The thing Western culture fail to understand is: marriage with practicality as a basis does not equate disregard of human emotions. Just love it when you make matchmaking sound like a cattle-trade.

Matchmaking services is really more like being introduced through mutual friends. But instead of your friend saying "OMG, you will totally get along so well, you both still watch reruns of Flight of the Concords!", a eHarmony in-real-life matches you up to someone who come from the same social/economical/political background. Oftentimes an official service isn't even employed, but done through mutual family friends, usually a respectable elder.

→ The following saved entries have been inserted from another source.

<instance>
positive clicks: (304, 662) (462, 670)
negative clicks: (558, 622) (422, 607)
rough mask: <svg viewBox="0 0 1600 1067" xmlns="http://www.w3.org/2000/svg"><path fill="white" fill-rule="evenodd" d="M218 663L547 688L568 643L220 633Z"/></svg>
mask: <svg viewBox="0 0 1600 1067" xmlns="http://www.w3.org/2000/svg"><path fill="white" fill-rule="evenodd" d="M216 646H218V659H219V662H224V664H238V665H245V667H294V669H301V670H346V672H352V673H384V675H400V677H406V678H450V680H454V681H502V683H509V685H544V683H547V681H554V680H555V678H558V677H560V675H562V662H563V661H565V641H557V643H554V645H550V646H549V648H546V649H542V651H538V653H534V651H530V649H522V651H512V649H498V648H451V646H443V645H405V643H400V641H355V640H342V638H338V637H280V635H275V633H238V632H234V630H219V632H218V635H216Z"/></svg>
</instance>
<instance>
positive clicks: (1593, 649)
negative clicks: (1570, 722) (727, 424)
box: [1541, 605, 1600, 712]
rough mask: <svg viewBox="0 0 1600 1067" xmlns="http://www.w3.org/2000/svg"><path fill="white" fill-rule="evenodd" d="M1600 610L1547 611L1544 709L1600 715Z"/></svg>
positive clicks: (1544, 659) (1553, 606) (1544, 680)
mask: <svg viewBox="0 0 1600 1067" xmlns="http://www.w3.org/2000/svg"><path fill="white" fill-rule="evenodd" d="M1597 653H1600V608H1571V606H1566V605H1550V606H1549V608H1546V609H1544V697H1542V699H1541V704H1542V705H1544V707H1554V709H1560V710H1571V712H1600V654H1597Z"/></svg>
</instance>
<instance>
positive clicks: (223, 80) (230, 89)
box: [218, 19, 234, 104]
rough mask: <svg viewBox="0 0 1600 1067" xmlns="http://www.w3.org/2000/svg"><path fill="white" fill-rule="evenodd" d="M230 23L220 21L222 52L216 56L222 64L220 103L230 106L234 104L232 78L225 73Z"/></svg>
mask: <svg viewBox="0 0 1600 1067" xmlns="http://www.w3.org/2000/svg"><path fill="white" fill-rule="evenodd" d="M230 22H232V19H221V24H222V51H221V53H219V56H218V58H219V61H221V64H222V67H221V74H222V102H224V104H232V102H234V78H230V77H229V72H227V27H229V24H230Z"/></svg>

Following the match, people DO NOT GET MARRIED IMMEDIATELY. They date. Yes, you heard me, they date. They date for 8 months to usually a year or a year and a half, with the notion of marriage in mind. During which, if they don't see it going somewhere, people split. They are not obligated to marry each other. That said, because it was done through a match-arrangement participated by parents and elders from each family, people do usually have to conjure up some reasons other than "eh, we just don't click" as not to hurt the face of rejcetee's family. But, this dating practice is then done with respect. There is no murky waters, no "I don't know if we're official", none of that weird dating scene that men and women alike struggle with in this land of hook-up culture. That is one benefit.

I do agree that the sentiment toward women is still rather backward. The Economist actually did a great article on the decline in marriage for well-educated, gainfully employed women over 30 (http://www.economist.com/node/21526350). It has lots to do with the still traditional (though slowly evolving) view of women and their gender roles, and the expectations of a family structure. It is definitely something Asian societies still need to work on.

That said, I just wanted to share this long response to the article; which pretty much ridiculed the way Asian people conduct their marrying practices. While in some regions it is still very much looking at merging of resources than respecting the will of the two entering the marriage, in big cities people are seeing less and less of that. Just like anywhere else, there is a gap between city to rural areas in the evolution of gender roles. Just like how in the deep south, some still believe that interracial marriage is illegal.